An important press release by the Brontë Society. The first clues of what will be the 2016 Charlotte Brontë's bicentenary:






Activities celebrating Charlotte Brontë's 199th birthday in Thornton, Haworth and London:

In Thornton, at Emily's by de Luca Boutique:


In Haworth, at the Brontë Parsonage Museum:
April 21st 2015 - April 22nd 2015

To celebrate the 199th birthday of Charlotte Brontë, visitors to the Museum on Tuesday 21 April will have the opportunity to spend some time in the library with Ann Dinsdale, our Collections Manager, and see some of the treasures of our collection at close quarters.
Library sessions will take place at 11.30am, 1.30pm and 3.30pm.  Although included in the price of admission to the Museum, places are strictly limited and will be allocated on a first-come, first-served basis.  
In London, at The Trouble's Club:
Bonnie Greer & Judith Watts: Fan Fiction Workshop
April 21 @ 6:45 PM - 8:30 PM
She was a square, looking to find place to settle. He was tall, handsome, educated but kind of lonely, and needed someone to tutor his kid. But all was not as it seemed. In the shady attic corners of the large house, events were taking place that young Adele would certainly not be allowed to see.
Ok, not the greatest writing I admit but what you are reading is Trouble’s terrible attempt at doing fanfiction on Charlotte Brontë ’s Jane Eyre.

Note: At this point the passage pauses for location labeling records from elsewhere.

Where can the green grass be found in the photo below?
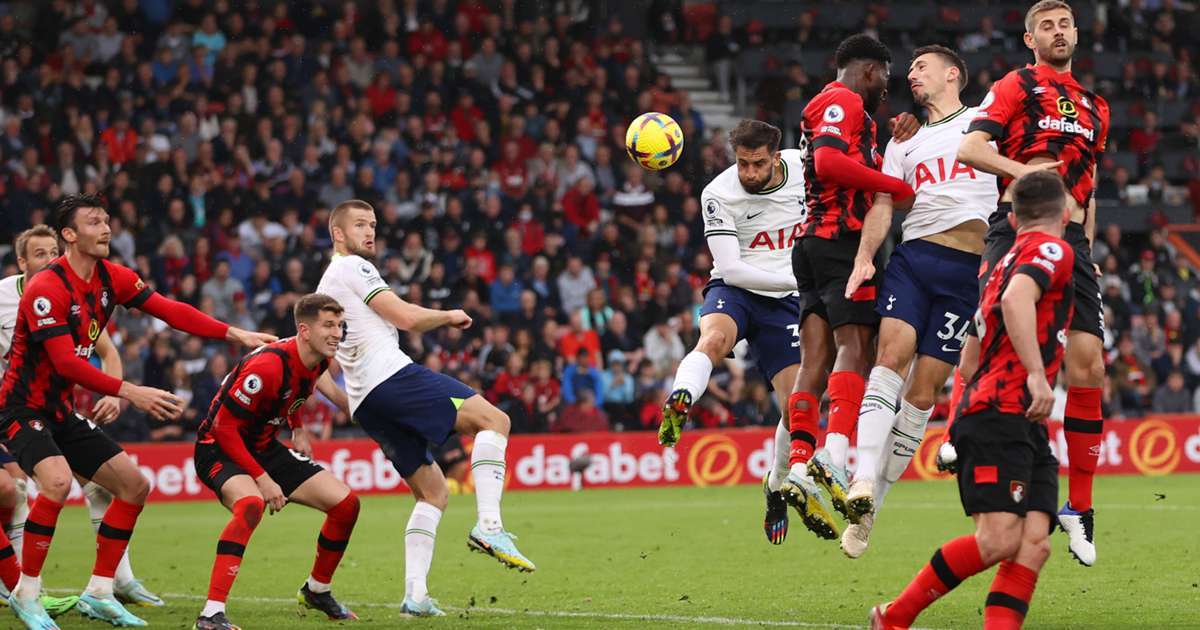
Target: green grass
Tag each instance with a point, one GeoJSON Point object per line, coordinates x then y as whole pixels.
{"type": "Point", "coordinates": [672, 557]}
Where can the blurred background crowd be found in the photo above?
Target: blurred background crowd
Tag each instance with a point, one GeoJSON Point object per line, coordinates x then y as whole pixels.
{"type": "Point", "coordinates": [489, 136]}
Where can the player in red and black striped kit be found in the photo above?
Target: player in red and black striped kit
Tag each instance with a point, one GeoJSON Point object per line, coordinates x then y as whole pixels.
{"type": "Point", "coordinates": [841, 177]}
{"type": "Point", "coordinates": [1008, 478]}
{"type": "Point", "coordinates": [239, 456]}
{"type": "Point", "coordinates": [1041, 118]}
{"type": "Point", "coordinates": [61, 313]}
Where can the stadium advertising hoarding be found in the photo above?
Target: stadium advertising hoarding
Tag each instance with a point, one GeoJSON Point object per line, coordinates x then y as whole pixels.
{"type": "Point", "coordinates": [1152, 447]}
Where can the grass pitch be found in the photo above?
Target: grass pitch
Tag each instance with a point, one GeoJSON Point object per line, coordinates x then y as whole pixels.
{"type": "Point", "coordinates": [664, 557]}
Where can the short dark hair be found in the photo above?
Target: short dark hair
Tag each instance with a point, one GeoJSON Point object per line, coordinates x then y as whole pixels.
{"type": "Point", "coordinates": [861, 47]}
{"type": "Point", "coordinates": [70, 205]}
{"type": "Point", "coordinates": [947, 55]}
{"type": "Point", "coordinates": [22, 244]}
{"type": "Point", "coordinates": [754, 133]}
{"type": "Point", "coordinates": [1038, 196]}
{"type": "Point", "coordinates": [310, 307]}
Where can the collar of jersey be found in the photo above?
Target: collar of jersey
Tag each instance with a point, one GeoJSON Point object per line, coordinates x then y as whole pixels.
{"type": "Point", "coordinates": [947, 119]}
{"type": "Point", "coordinates": [781, 183]}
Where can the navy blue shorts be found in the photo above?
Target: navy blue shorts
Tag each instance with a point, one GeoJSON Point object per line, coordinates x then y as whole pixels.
{"type": "Point", "coordinates": [411, 414]}
{"type": "Point", "coordinates": [934, 289]}
{"type": "Point", "coordinates": [772, 325]}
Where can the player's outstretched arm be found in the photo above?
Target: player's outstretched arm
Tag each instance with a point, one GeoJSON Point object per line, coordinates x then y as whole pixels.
{"type": "Point", "coordinates": [976, 151]}
{"type": "Point", "coordinates": [733, 270]}
{"type": "Point", "coordinates": [414, 318]}
{"type": "Point", "coordinates": [1019, 307]}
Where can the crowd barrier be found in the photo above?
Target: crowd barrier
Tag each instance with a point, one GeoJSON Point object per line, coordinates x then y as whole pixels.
{"type": "Point", "coordinates": [1157, 445]}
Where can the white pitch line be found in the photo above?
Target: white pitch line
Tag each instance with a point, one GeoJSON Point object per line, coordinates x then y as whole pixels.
{"type": "Point", "coordinates": [562, 615]}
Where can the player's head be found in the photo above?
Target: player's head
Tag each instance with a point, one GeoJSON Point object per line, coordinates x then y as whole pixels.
{"type": "Point", "coordinates": [935, 71]}
{"type": "Point", "coordinates": [352, 226]}
{"type": "Point", "coordinates": [756, 150]}
{"type": "Point", "coordinates": [35, 249]}
{"type": "Point", "coordinates": [318, 323]}
{"type": "Point", "coordinates": [1039, 201]}
{"type": "Point", "coordinates": [82, 222]}
{"type": "Point", "coordinates": [864, 65]}
{"type": "Point", "coordinates": [1050, 31]}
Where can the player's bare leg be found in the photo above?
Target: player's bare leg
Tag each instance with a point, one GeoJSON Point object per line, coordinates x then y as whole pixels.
{"type": "Point", "coordinates": [329, 495]}
{"type": "Point", "coordinates": [775, 521]}
{"type": "Point", "coordinates": [120, 477]}
{"type": "Point", "coordinates": [430, 490]}
{"type": "Point", "coordinates": [241, 497]}
{"type": "Point", "coordinates": [718, 334]}
{"type": "Point", "coordinates": [804, 414]}
{"type": "Point", "coordinates": [479, 418]}
{"type": "Point", "coordinates": [855, 343]}
{"type": "Point", "coordinates": [1083, 429]}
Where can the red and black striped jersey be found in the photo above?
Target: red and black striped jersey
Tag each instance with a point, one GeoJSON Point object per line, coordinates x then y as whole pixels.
{"type": "Point", "coordinates": [57, 301]}
{"type": "Point", "coordinates": [1037, 111]}
{"type": "Point", "coordinates": [261, 394]}
{"type": "Point", "coordinates": [835, 118]}
{"type": "Point", "coordinates": [1000, 382]}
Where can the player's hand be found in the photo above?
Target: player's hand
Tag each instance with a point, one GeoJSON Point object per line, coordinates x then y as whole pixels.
{"type": "Point", "coordinates": [249, 339]}
{"type": "Point", "coordinates": [864, 270]}
{"type": "Point", "coordinates": [904, 126]}
{"type": "Point", "coordinates": [106, 409]}
{"type": "Point", "coordinates": [1033, 168]}
{"type": "Point", "coordinates": [271, 492]}
{"type": "Point", "coordinates": [1042, 397]}
{"type": "Point", "coordinates": [300, 442]}
{"type": "Point", "coordinates": [159, 403]}
{"type": "Point", "coordinates": [459, 318]}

We think you can probably do better, especially when guided by acclaimed critic and playwright Bonnie Greer and Judith Watts, author and publishing lecturer at Kingston University.

The two will be leading a workshop of fanfiction as a “Gateway to Your Own Voice” They will talk a bit about this new genre – 50 Shades of Grey grew out of Twilight, which name checks another  Brontë great: Emily.  All you need to do is know the plot of Jane Eyre (if you haven’t read the novel, a wikipedia-style précis and a few pages of its dialogue will do) and prepare your pens.

As Bonnie says: “This an empowering exercise. Everybody can write. You just need to begin to explore your own “line”. And you never stop learning. Fan fiction is a great way to begin… and could even become a lucrative career. I’m learning to do it  for pleasure. I think it can really expand the creative voice. I have a lot of respect for FF.”

Bonnie is President of the  Brontë Society, and this is part of her BSide project – aiming to bring their works into the 21st Century… and by extension, all great classics. This is the beginning of the 200th birthday anniversaries – in succession – of Charlotte, (2016) Branwell, Emily and Anne.  “They’re more in our heads than we know. ”

Judith loves the way Fan Fiction fires the imagination. A writer of erotic fiction, she enjoys the freedom it brings (Rochester beds Darcy), and how it brings reading and writing together. Judith is also working on a PhD in the Mills & Boon archives to become a Dr of Desire.